Sujetándose a la cañería con las piernas, Maya asomó por el agujero. Estaba boca abajo, y el negro cabello le caía suelto. Vio las espaldas de los tres individuos y disparó a la más cercana.

El retroceso de la escopeta la lanzó hacia atrás, y aprovechó el impulso para soltarse, dar una voltereta en el aire y aterrizar sobre sus pies en medio del pasillo. El agua le caía en la cabeza, pero hizo caso omiso mientras disparaba contra el segundo justo cuando éste se daba la vuelta. El tercer mercenario seguía sosteniendo el móvil cuando las postas le atravesaron el pecho. Dio contra la pared y quedó tirado en el suelo.

La alarma seguía sonando con su agudo y penetrante sonido. Maya apuntó con la escopeta y la hizo saltar en pedazos. El rociador dejó de escupir agua, y ella se quedó contemplando los tres cuerpos del suelo. Quedarse en aquel edificio resultaba demasiado peligroso. Tenían que volver a los túneles. De nuevo vio que las sombras de las paredes cambiaban. Entonces, un hombre desarmado apareció al final del pasillo. Incluso prescindiendo del parecido familiar, Maya supo que se trataba de un Viajero. Bajó la escopeta de inmediato.
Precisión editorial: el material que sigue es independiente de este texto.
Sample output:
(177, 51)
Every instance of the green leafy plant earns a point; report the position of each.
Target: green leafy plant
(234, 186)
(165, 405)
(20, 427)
– Hola, Maya. Soy Michael Corrigan. Todos los de aquí te tienen miedo, pero yo no. Sé que estás aquí para protegerme.

La puerta de un despacho se abrió tras Maya, y Gabriel salió al corredor. Los dos hermanos se encontraron cara a cara, con Maya en medio.

– Ven con nosotros, Michael. -Gabriel forzó una sonrisa-. Estarás a salvo. Ya no tendrás a nadie dándote órdenes.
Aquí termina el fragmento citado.